Beginning January 1, 2011, health insurance companies are required to spend most of the premium dollars on health care, not on profits and overhead (85% in the large group market and 80% in the small group and individual market). The insurance company is required to rebate any excessive overhead to enrollees. The insurance company must file reports that disclose the percentage of premiums they spend on items other than health care costs, such as bureaucracy, marketing, or executive compensation. The money required to be rebated is called medical loss ratio (MLR) rebates.

The first MLR rebates under this rule were required to be disbursed to health insurance policyholders by insurance companies on or before August 1, 2012. Employers that operate self-insured plans are exempt from this rule.

Whether a particular MLR rebate is taxable depends upon a number of variables. Some individuals are receiving their premium rebate checks directly from the health insurance provider. Others are receiving the rebate indirectly from their employers, either as cash payments or in the form of 2012 premium offsets. Some employers are using the rebates to cover plan expenses.

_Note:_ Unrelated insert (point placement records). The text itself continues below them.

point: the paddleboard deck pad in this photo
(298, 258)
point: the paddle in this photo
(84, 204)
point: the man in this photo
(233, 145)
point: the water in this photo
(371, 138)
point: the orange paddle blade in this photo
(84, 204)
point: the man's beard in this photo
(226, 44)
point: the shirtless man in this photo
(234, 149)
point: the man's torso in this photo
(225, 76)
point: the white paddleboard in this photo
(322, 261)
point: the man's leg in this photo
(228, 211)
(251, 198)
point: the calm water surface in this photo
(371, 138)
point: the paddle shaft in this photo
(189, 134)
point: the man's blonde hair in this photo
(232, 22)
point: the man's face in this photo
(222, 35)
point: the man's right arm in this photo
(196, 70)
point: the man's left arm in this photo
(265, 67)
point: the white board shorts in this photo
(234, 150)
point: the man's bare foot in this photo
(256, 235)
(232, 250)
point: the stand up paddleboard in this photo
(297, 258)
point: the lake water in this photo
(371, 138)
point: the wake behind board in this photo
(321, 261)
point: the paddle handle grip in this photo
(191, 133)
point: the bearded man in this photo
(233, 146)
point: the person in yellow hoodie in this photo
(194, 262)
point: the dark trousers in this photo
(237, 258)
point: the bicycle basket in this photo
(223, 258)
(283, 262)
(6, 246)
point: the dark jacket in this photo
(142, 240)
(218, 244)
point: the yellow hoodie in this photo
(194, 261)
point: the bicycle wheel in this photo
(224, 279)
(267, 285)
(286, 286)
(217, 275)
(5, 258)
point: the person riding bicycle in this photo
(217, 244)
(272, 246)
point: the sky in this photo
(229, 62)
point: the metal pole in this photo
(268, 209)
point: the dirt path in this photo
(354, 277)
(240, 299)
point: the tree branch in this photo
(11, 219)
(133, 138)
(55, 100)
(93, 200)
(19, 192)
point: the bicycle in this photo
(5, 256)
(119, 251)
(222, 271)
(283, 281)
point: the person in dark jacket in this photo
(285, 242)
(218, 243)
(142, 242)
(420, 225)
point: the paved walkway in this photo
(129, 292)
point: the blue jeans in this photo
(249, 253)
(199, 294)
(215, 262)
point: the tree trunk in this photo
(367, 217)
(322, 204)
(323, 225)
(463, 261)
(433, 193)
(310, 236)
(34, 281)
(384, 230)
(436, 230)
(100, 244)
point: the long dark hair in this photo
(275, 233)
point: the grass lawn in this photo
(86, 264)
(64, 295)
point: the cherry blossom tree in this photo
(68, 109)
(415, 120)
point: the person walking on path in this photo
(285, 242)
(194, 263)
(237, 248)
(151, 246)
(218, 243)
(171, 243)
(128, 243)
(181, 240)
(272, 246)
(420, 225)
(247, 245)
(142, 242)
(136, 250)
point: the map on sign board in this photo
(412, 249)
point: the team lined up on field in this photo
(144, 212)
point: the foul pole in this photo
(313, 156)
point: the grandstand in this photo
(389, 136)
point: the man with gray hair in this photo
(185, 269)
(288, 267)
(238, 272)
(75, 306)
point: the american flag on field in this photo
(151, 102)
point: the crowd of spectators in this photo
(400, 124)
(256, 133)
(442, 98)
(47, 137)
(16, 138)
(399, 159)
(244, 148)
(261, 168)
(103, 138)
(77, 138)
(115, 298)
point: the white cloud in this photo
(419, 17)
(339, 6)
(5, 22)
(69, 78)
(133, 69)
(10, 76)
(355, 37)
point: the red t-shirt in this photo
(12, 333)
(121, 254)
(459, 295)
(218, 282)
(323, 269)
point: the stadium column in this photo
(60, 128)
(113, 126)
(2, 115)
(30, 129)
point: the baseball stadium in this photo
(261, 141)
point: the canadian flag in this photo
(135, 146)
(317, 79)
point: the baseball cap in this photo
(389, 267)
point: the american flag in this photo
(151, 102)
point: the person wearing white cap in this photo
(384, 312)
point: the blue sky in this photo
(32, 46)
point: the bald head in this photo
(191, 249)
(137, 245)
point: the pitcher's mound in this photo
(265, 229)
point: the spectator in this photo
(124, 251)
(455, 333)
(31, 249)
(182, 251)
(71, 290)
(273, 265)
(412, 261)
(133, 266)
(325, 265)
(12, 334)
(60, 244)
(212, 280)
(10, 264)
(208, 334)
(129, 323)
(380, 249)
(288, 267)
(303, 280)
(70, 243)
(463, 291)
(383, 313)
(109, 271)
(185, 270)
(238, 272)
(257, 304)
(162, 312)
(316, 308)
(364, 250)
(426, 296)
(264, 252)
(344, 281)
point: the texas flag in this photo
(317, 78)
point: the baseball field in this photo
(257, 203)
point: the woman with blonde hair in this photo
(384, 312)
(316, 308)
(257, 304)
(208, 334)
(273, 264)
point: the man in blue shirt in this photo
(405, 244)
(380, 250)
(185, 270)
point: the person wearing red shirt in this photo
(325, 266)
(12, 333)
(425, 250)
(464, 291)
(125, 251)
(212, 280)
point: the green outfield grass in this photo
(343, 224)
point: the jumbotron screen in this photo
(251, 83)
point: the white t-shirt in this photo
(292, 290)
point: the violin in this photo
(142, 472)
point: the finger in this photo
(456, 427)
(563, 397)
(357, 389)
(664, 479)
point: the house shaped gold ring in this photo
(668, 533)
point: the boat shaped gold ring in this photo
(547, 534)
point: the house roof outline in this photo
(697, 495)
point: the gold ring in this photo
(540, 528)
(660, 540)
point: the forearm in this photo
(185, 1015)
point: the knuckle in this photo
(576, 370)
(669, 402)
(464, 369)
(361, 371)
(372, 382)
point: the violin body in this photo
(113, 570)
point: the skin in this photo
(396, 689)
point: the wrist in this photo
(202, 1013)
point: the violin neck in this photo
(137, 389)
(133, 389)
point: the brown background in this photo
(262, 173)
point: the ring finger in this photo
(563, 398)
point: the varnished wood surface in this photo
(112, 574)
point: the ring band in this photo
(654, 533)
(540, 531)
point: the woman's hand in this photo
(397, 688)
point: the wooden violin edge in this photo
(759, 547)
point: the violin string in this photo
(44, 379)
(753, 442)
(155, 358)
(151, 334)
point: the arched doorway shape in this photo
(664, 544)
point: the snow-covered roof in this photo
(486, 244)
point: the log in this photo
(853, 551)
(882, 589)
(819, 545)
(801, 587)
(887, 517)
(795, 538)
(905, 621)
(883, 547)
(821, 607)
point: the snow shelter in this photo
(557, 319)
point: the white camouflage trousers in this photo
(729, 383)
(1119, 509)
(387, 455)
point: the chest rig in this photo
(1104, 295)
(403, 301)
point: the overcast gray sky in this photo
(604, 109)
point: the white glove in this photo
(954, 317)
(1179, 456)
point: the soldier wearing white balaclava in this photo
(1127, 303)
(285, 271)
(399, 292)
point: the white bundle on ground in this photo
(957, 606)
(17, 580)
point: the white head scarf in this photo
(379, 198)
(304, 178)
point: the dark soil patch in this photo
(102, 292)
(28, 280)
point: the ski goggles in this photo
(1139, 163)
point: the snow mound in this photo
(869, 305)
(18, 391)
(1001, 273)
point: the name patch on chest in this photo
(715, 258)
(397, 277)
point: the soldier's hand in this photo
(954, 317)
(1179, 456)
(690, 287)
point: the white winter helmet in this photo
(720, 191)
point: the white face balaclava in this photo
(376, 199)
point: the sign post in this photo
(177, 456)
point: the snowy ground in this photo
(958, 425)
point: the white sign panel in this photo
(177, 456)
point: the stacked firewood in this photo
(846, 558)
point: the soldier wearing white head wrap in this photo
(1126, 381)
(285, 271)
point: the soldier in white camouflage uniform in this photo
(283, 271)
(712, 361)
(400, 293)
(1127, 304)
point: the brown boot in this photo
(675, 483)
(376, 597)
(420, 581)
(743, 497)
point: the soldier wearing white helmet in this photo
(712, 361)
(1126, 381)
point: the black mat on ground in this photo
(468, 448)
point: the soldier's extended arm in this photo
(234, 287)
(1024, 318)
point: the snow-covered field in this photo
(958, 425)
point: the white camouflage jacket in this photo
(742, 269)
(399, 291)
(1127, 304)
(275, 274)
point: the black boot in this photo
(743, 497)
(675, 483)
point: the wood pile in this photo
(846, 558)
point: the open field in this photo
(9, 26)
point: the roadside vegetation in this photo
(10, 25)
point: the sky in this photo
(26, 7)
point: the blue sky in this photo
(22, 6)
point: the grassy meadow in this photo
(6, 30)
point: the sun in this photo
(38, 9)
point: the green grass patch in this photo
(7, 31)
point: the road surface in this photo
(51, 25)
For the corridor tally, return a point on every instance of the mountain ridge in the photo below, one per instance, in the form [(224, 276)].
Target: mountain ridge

Author's Comment: Even though an employer may receive a rebate check from the insurance company, ERISA rules do not require the employer to directly pass through the rebate to its employees. Employers have some discretion as to how to use or dispose of their rebates, as long as they act prudently, solely in the interest of the plan participants and beneficiaries, and in accordance with the terms of the plan.

Tax consequences of rebates. If a tax benefit was previously gained on the premiums now being refunded, the rebate is taxable. If no tax benefit was gained, the rebates are tax free to the recipient.

For example, if employees make premium contributions with pre-tax dollars through a cafeteria plan, then any rebate is subject to federal income and employment taxes. This is true regardless of whether the rebates are distributed to the employees in the form of cash or a credit or offset against future premiums.

The IRS recently provided guidance on their website to determine specifically when MLR rebates are subject to tax, and when they are not.